We herein describe that the wild-type HSV-2 virus generates significantly higher virus yield than the HSV529 after infection of AV529-19 cells. Given the need to generate the HSV529 clinical candidate at a large scale for clinical purposes, we investigated methods to increase viral yield. Given the known critical role of ICP8 (the protein expressed by the UL29 gene) in HSV-2 replication, see P. E. Boehmer et al., J Biol Chem 269(46):29329-3 (1994), we investigated expression of ICP8 in AV529-19 cells.
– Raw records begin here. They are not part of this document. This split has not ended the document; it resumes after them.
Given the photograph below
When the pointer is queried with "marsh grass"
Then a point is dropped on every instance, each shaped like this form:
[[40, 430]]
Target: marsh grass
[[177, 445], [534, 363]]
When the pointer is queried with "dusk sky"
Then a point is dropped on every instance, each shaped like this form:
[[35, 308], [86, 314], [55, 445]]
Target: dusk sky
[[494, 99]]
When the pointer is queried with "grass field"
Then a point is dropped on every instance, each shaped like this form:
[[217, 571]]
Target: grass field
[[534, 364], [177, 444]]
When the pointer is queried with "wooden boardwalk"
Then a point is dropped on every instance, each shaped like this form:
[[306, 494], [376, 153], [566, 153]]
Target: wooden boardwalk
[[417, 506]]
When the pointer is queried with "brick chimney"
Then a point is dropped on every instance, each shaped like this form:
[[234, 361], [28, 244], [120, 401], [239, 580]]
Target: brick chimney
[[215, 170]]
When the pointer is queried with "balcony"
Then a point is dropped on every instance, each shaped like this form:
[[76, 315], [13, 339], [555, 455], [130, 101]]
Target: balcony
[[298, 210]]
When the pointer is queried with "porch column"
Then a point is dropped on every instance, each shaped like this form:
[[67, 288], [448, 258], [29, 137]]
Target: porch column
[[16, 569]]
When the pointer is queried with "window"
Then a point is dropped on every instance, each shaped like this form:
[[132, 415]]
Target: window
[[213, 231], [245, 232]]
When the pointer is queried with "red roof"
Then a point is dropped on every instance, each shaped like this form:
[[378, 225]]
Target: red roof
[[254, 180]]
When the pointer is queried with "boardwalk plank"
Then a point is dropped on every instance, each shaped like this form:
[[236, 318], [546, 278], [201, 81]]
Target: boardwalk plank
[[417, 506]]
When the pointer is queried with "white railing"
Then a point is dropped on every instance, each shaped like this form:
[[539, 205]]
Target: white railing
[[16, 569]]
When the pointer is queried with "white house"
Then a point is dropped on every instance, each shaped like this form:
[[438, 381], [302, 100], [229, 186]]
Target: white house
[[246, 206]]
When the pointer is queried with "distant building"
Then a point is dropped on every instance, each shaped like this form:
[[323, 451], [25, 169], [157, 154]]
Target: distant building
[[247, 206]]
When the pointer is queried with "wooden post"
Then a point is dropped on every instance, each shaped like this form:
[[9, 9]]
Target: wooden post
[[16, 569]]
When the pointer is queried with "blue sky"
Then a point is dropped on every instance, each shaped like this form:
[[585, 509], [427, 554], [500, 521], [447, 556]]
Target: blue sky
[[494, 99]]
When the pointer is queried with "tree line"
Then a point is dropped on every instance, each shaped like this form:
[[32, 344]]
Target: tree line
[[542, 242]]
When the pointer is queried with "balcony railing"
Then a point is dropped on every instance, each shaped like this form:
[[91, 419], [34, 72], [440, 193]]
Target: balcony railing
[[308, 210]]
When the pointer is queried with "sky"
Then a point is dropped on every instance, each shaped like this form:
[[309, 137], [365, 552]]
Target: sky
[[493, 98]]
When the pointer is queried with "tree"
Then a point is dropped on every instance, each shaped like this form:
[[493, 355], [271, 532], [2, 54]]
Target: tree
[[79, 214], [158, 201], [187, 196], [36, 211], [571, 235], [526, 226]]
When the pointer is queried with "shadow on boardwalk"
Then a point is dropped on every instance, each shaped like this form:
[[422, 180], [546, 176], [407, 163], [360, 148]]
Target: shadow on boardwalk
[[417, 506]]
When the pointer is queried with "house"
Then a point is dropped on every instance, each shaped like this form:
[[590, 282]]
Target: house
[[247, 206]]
We unexpectedly found that ICP8 could only be detected in AV529-19 cells after infection with HSV529. Thus, there exists a need in the art to improve recombinant protein production in AV529-19 cells to increase the yield of HSV529 production. There is also a need in the art to increase protein production in other systems, such as, for example, when producing therapeutic biologics for mass production, and when producing replication defective vaccine in trans complementary systems.